At least 20 political prisoners in Mandalay Region’s Myingyan Prison have required medical treatment after being tortured while in solitary confinement, according to a prison source.
The prisoners were separated from the rest of the prison population three months ago on suspicion of using and hiding mobile phones.
“They were beaten pretty brutally. They had black bags put over their heads and their hands were cuffed behind their backs. Then they had to kneel as they were hit on their backs and thighs,” said the source, who spoke on condition of anonymity.
The prison authorities also used tasers to inflict further injuries on the prisoners, he added.
“It will take a long time to recover from the taser injuries,” he said, noting that some of the prisoners could no longer walk after being subjected to the sustained abuse.

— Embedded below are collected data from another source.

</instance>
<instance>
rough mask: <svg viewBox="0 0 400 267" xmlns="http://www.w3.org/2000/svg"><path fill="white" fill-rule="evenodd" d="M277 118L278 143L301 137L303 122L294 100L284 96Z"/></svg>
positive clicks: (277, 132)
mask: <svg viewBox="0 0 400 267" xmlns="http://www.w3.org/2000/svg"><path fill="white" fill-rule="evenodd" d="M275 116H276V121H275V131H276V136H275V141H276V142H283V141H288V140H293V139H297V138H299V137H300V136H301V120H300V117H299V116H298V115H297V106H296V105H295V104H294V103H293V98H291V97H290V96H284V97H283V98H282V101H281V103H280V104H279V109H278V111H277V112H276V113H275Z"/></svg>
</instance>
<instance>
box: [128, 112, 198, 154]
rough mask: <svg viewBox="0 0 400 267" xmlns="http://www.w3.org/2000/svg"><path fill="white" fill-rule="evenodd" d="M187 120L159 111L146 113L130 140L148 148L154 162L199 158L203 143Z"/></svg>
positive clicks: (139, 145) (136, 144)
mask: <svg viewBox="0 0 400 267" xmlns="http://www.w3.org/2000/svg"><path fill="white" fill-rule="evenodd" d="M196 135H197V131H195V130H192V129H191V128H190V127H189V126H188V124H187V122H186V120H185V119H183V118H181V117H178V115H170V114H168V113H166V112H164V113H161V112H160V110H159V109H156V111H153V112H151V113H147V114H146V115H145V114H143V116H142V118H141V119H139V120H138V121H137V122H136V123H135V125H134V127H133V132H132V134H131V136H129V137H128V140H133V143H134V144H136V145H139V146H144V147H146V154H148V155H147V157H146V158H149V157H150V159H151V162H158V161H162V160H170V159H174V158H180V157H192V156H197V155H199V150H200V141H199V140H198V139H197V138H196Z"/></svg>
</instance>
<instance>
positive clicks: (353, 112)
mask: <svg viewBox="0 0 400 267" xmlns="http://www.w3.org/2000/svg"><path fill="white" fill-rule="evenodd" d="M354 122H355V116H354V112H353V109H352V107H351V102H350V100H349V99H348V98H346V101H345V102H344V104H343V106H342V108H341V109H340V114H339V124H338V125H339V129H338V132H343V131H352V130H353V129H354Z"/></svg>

Their ordeal began on May 21, when Tin Cho, a military officer who serves as the prison’s superintendent, decided to crack down on the use of phones smuggled into the prison by officials bribed by the prisoners’ families.

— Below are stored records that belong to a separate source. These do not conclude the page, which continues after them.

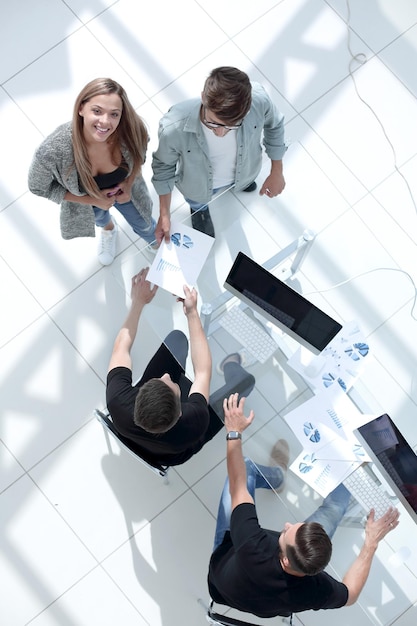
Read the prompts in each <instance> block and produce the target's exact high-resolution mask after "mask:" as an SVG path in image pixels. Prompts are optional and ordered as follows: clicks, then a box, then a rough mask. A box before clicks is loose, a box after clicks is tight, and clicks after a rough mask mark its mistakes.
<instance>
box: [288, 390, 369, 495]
mask: <svg viewBox="0 0 417 626" xmlns="http://www.w3.org/2000/svg"><path fill="white" fill-rule="evenodd" d="M372 417H373V416H371V415H364V414H363V413H360V411H359V410H358V409H357V407H356V406H355V405H354V404H353V402H352V401H351V400H350V398H349V397H348V396H347V395H346V393H344V392H343V390H342V389H340V388H338V387H329V388H327V389H326V390H325V391H323V392H322V393H320V394H319V395H317V396H314V397H312V398H310V399H309V400H307V402H304V403H303V404H302V405H300V406H299V407H297V408H296V409H294V410H293V411H291V412H290V413H288V414H287V415H285V417H284V419H285V421H286V422H287V423H288V425H289V426H290V428H291V430H292V431H293V433H294V434H295V435H296V437H297V439H298V440H299V441H300V443H301V445H302V446H303V451H302V452H301V454H299V455H298V457H297V458H296V459H295V461H293V463H292V464H291V465H290V469H291V471H293V472H294V473H295V474H296V475H297V476H299V477H300V478H301V479H302V480H303V481H304V482H306V483H307V484H308V485H310V486H311V487H312V488H313V489H315V490H316V491H317V493H319V494H320V495H321V496H323V497H326V496H327V495H328V494H329V493H330V492H331V491H332V490H333V489H334V488H335V487H337V485H339V484H340V483H341V482H342V481H343V480H344V479H345V478H346V477H347V476H348V475H349V474H350V473H351V472H352V471H353V470H354V469H356V467H357V466H358V465H359V464H360V463H363V462H364V461H369V460H370V459H369V456H368V454H367V453H366V451H365V450H364V448H363V446H362V445H361V444H360V443H359V441H358V439H357V438H356V437H355V435H354V434H353V430H354V429H355V428H358V427H359V426H361V425H362V424H365V423H367V422H369V421H370V420H371V419H372Z"/></svg>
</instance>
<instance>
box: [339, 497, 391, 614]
mask: <svg viewBox="0 0 417 626" xmlns="http://www.w3.org/2000/svg"><path fill="white" fill-rule="evenodd" d="M398 517H399V512H398V510H397V509H393V508H391V509H388V511H387V512H386V513H385V515H383V516H382V517H380V518H379V519H378V520H376V521H375V511H374V510H373V509H372V510H371V512H370V514H369V516H368V520H367V522H366V526H365V541H364V544H363V546H362V548H361V551H360V552H359V555H358V556H357V558H356V559H355V561H354V562H353V563H352V565H351V566H350V568H349V569H348V571H347V572H346V574H345V576H344V578H343V582H344V583H345V585H346V587H347V588H348V591H349V596H348V601H347V602H346V606H349V605H351V604H354V603H355V602H356V600H357V599H358V597H359V594H360V593H361V591H362V589H363V588H364V586H365V583H366V580H367V578H368V575H369V571H370V569H371V564H372V559H373V558H374V554H375V552H376V549H377V547H378V544H379V542H380V541H381V539H383V538H384V537H385V535H386V534H387V533H389V532H390V531H391V530H394V528H396V527H397V526H398Z"/></svg>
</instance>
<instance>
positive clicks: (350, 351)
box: [345, 341, 369, 361]
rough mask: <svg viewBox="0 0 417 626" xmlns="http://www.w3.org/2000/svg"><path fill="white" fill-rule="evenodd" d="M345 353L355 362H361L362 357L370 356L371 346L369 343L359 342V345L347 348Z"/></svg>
mask: <svg viewBox="0 0 417 626" xmlns="http://www.w3.org/2000/svg"><path fill="white" fill-rule="evenodd" d="M345 352H346V354H347V355H348V356H350V358H351V359H353V360H354V361H359V360H360V358H361V357H364V356H366V355H367V354H368V352H369V346H368V344H367V343H363V342H362V341H359V342H358V343H354V344H353V346H349V348H346V350H345Z"/></svg>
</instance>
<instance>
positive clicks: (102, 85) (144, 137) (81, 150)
mask: <svg viewBox="0 0 417 626" xmlns="http://www.w3.org/2000/svg"><path fill="white" fill-rule="evenodd" d="M113 93H115V94H117V95H118V96H119V97H120V99H121V101H122V115H121V118H120V122H119V125H118V127H117V128H116V130H115V131H114V133H113V134H112V136H111V138H110V142H111V146H112V158H113V159H114V160H115V162H117V153H118V152H120V149H121V147H122V146H123V147H124V148H125V149H126V150H127V152H128V153H129V155H130V159H131V161H132V173H133V175H134V176H136V174H138V172H140V169H141V167H142V165H143V163H144V161H145V155H146V148H147V145H148V141H149V134H148V131H147V128H146V125H145V123H144V121H143V120H142V119H141V118H140V117H139V115H138V114H137V113H136V111H135V110H134V108H133V106H132V105H131V103H130V102H129V99H128V97H127V95H126V92H125V90H124V89H123V87H122V86H121V85H119V83H117V82H116V81H115V80H112V79H111V78H95V79H94V80H92V81H91V82H89V83H88V84H87V85H86V86H85V87H84V89H82V90H81V92H80V93H79V94H78V97H77V99H76V101H75V104H74V112H73V116H72V145H73V150H74V164H75V167H76V169H77V172H78V175H79V177H80V181H81V184H82V186H83V188H84V190H85V192H86V193H87V194H88V195H90V196H92V197H95V198H99V197H100V190H99V188H98V186H97V184H96V182H95V180H94V178H93V174H92V168H91V163H90V160H89V158H88V152H87V146H86V142H85V139H84V132H83V127H84V118H83V117H81V115H79V112H80V108H81V106H82V105H83V104H85V103H86V102H88V101H89V100H91V98H94V96H101V95H107V94H113Z"/></svg>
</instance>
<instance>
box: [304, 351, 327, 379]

Two prison officers, Win Hlaing Soe and Myat Kyaw Thu, were assigned to oversee the “100-day project” to punish alleged offenders, according to Myanmar Now’s investigations.

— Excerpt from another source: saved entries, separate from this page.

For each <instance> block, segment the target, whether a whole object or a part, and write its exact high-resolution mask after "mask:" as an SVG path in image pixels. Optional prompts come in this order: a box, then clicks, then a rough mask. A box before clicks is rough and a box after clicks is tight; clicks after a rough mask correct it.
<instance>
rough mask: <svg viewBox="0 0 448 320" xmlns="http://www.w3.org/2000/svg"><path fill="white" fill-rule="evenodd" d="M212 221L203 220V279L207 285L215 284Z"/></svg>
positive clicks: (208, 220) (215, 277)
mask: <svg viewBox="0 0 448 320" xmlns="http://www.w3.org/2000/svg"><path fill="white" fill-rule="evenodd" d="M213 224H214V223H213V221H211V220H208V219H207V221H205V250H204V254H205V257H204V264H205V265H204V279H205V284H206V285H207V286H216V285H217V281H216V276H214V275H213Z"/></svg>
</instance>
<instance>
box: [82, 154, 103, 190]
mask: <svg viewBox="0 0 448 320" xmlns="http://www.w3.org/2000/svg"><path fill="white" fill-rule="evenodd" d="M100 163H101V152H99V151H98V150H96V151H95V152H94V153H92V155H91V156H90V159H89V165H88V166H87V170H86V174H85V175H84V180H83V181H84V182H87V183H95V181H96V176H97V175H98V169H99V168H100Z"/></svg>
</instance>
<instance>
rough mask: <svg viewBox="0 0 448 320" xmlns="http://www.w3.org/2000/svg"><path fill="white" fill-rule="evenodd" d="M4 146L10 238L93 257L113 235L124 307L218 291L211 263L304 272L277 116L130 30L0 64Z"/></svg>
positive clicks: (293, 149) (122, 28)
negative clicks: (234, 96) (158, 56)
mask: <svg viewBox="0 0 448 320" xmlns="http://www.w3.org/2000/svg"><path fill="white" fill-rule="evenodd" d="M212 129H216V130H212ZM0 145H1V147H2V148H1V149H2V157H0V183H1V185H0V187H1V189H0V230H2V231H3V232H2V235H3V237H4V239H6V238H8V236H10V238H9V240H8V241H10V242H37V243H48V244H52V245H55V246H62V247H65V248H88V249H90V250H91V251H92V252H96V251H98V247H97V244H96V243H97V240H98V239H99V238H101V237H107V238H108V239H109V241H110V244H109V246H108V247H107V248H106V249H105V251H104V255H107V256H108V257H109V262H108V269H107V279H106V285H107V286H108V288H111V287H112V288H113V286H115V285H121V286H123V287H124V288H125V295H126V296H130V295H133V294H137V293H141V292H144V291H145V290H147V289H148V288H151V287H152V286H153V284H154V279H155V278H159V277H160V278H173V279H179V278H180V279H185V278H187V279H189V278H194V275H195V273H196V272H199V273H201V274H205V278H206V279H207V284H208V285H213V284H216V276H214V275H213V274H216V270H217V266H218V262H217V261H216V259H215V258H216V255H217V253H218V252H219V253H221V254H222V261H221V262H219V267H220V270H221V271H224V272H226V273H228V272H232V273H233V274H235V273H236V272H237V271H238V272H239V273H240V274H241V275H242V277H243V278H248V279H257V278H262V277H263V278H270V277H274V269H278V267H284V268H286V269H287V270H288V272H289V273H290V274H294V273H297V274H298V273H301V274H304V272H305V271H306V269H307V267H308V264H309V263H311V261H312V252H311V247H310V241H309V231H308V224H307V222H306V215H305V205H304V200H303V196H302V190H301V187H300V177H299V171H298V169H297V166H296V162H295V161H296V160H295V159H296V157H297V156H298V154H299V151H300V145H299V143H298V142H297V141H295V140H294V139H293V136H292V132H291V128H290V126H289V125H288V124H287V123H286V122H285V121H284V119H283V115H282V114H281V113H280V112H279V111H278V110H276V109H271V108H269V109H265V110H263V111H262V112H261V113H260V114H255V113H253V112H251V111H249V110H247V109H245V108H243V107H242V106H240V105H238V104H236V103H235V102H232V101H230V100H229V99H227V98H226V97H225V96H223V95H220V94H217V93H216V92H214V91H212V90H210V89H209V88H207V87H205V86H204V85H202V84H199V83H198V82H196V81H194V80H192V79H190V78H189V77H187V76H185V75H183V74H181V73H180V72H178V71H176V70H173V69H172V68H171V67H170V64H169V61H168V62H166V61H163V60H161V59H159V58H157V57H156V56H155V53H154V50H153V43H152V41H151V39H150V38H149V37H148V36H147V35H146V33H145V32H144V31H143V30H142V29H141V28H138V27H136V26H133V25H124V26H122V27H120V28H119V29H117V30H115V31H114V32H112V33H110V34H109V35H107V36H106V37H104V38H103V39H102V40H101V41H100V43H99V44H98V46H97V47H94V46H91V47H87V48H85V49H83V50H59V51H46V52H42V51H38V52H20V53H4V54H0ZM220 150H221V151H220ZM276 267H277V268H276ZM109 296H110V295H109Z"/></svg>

More than 800 political prisoners, including both men and women, are being held in Myingyan Prison for their alleged anti-regime activities. Most are local youths opposed to the junta that seized power in February 2021.
The prison’s most prominent detainee is Dr. Myint Naing, the ousted chief minister of Sagaing Region, who was transferred there in August of last year after being convicted on multiple charges of corruption and sentenced to a total of 25 years behind bars.
A number of doctors who joined the Civil Disobedience Movement against military rule and a photojournalist named Zaw Zaw are also being held there, as are 17 youths from Yangon’s Hlaing Tharyar Township who have been sentenced to death.
Among those who were placed in solitary confinement were Thet Maung Maung and Kyaw Gyi, both 28, who are serving long sentences for their alleged involvement in the anti-regime People’s Defence Force, and 51-year-old Kyaw Myo Tint, who has been sentenced to 23 years’ imprisonment for treason.
More than 100 prisoners were released from Myingyan Prison on August 1 as part of an amnesty announced by the junta, but most were serving short sentences.
According to the Assistance Association for Political Prisoners, 24,387 people have been arrested over the past two and a half years for opposing the regime, of whom 19, 872 remain in custody.